In the past decade, Korean cinema has had a breakthrough moment in the U.S., as viewers discover films from Train to Busan and Parasite to Burning and Decision to Leave. 2023 is already racking up to be another great year for K-content fans, with Netflix contributing several Korean films to its largest Korean lineup yet, including some long-awaited action films and a feature-length documentary on the early career of Bong Joon-ho. Meanwhile, acclaimed films like Return to Seoul and Past Lives are exploring the lives of Korean women from across the globe.
Read on to discover the Korean films coming to U.S. theaters and streaming platforms this year. (If you're looking for the best Korean movies on Netflix or the best Korean movies of 2022 that are already available to watch, we've got guides to those too.)

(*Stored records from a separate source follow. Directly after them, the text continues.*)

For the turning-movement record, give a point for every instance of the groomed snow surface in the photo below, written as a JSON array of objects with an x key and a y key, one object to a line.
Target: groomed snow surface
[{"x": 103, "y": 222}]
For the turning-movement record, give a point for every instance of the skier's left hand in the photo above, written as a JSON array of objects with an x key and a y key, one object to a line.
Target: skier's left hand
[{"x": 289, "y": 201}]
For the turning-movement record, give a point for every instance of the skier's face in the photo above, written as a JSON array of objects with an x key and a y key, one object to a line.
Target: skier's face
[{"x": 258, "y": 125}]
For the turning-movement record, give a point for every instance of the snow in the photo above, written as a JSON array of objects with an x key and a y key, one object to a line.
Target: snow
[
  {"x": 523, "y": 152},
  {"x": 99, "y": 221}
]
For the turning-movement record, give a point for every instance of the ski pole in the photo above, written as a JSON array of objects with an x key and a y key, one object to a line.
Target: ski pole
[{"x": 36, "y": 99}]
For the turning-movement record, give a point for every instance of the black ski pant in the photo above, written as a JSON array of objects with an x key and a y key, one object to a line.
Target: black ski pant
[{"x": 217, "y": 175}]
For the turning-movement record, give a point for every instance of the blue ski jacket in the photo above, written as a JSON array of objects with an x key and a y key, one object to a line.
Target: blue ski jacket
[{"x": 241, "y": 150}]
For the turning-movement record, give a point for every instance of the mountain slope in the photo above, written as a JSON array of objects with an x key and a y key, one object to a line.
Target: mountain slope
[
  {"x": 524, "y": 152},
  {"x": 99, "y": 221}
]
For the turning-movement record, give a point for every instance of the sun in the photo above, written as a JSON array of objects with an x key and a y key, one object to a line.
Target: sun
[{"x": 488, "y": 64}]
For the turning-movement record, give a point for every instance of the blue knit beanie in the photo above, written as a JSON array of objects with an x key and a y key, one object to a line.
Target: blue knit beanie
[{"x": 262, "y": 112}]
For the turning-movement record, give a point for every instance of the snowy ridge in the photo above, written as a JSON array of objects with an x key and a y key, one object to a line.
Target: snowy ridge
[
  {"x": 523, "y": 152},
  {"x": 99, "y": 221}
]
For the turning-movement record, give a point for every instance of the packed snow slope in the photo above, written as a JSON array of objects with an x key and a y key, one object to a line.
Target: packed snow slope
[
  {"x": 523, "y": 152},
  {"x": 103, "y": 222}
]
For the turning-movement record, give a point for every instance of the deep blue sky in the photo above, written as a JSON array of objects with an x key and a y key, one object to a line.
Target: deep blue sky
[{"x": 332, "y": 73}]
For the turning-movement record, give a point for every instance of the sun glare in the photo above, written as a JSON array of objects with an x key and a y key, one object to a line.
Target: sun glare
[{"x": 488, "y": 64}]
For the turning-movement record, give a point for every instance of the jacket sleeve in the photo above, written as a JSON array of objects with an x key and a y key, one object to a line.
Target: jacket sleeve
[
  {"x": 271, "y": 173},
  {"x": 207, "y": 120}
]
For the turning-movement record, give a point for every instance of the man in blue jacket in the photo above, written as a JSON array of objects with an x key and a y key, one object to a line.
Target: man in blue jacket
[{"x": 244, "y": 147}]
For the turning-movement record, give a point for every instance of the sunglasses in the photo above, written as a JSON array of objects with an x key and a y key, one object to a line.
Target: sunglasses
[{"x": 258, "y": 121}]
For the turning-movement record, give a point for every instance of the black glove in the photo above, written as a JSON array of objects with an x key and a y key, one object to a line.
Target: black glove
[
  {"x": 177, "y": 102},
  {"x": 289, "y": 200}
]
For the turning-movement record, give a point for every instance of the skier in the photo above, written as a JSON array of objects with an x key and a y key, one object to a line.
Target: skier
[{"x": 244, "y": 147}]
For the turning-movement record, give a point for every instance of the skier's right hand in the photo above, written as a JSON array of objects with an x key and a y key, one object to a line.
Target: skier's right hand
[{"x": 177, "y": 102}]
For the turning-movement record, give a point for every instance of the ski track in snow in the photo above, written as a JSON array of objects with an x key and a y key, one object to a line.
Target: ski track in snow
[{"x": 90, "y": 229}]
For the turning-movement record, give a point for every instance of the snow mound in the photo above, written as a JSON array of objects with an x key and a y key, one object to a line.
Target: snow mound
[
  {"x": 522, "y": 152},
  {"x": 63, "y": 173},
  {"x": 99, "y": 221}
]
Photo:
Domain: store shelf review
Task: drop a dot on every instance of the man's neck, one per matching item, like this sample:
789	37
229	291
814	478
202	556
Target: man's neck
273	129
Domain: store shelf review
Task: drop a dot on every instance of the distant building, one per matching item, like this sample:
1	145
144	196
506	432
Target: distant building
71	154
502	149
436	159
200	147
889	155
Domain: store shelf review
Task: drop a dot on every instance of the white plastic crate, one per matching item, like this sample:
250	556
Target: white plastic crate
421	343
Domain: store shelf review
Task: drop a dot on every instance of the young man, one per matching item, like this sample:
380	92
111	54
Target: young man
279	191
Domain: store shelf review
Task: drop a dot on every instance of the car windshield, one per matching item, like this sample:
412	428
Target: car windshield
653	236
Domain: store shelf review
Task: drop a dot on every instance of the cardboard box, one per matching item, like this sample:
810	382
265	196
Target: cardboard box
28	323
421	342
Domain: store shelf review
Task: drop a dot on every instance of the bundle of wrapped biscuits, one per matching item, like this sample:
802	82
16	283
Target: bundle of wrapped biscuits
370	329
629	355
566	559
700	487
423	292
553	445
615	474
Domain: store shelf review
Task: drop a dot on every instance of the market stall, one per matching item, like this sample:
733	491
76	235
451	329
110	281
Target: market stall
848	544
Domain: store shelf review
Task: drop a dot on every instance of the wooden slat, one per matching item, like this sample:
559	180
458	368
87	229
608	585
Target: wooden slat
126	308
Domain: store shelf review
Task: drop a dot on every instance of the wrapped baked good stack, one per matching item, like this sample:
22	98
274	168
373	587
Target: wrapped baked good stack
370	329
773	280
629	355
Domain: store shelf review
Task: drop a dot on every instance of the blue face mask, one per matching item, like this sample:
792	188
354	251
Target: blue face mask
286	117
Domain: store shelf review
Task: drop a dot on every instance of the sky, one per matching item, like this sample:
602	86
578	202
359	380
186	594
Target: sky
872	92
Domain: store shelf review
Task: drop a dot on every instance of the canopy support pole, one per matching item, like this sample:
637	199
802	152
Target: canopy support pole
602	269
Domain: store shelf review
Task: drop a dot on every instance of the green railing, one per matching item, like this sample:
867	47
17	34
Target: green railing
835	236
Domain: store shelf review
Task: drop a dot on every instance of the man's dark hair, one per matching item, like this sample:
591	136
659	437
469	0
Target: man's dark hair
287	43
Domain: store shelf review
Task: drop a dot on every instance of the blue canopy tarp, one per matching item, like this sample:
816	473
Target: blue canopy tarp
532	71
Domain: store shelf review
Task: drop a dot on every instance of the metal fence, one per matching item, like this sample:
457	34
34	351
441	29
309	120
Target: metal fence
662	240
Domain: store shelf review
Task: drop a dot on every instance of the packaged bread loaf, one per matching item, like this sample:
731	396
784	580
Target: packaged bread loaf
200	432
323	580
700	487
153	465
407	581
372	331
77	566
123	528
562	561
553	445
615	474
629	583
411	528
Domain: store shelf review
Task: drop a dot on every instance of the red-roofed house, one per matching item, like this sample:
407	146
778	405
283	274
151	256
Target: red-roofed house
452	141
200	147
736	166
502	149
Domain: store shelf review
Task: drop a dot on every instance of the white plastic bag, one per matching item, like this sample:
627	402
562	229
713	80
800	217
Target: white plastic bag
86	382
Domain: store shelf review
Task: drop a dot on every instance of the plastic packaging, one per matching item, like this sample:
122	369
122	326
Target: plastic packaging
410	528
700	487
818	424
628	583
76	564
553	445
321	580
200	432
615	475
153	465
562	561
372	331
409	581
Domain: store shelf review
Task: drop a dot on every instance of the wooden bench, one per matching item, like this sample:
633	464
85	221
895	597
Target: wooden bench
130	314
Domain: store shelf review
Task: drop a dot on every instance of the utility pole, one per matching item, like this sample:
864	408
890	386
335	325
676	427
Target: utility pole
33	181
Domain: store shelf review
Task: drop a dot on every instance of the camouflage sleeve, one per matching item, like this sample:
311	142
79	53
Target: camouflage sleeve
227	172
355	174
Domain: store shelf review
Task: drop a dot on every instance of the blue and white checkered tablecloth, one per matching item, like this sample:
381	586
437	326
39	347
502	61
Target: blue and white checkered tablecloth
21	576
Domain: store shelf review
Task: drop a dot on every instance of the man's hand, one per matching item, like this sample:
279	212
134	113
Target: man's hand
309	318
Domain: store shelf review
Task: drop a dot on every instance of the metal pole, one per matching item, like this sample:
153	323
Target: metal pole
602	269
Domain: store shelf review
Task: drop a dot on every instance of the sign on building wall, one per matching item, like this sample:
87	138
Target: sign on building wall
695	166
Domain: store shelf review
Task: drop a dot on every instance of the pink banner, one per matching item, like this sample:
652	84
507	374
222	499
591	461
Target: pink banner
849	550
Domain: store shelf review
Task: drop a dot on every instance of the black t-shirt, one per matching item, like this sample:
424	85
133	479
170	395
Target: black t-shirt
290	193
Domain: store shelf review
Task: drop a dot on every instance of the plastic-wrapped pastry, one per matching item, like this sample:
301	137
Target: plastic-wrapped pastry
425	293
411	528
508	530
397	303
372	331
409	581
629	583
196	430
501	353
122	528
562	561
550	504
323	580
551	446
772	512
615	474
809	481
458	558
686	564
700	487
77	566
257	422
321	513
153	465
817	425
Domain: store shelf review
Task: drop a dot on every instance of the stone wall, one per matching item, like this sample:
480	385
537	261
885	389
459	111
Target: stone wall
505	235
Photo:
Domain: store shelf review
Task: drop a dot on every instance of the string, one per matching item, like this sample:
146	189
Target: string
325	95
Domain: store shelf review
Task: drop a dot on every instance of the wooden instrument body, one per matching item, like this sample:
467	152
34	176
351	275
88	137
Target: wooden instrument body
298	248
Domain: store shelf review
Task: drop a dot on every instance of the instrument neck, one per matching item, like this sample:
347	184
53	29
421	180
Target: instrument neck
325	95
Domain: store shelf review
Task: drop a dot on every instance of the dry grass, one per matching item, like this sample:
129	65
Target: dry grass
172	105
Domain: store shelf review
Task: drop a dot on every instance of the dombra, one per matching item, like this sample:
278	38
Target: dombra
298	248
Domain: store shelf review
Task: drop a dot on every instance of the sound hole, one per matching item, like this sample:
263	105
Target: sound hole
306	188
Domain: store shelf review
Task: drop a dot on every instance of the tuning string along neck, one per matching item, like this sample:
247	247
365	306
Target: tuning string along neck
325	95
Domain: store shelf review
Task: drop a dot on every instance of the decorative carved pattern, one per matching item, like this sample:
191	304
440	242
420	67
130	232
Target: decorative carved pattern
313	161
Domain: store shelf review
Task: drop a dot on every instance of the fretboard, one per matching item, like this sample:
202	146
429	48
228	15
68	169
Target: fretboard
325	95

This dystopian Korean thriller from Train to Busan and Hellbound director Yeon Sang-ho takes place on a 22nd century Earth that's no longer inhabitable due to climate change. In the middle of desolation, a war between survivors breaks out in the humans' only shelter. The only way to win and end the war lies in cloning the legendary mercenary JUNG_E (played by Kim Hyun-joo) into an immortal robot.
This thriller adaptation of the Japanese film Stolen Identity is any tech-obsessed woman's worst nightmare. One day on her way home from work, Na-mi (Be Melodramatic's Chun Woo-hee) loses her smartphone and it's returned by Jun-yeong (Run On's Yim Si-wan), after he installs spyware. The stranger begins tracking her everyday life and eventually approaches her while concealing his identity. Around the same time that Na-mi's ordinary life spins out of control, Jun-yeong's father, police detective Ji-man (Kim Hee-won), finds traces at his son at a crime scene.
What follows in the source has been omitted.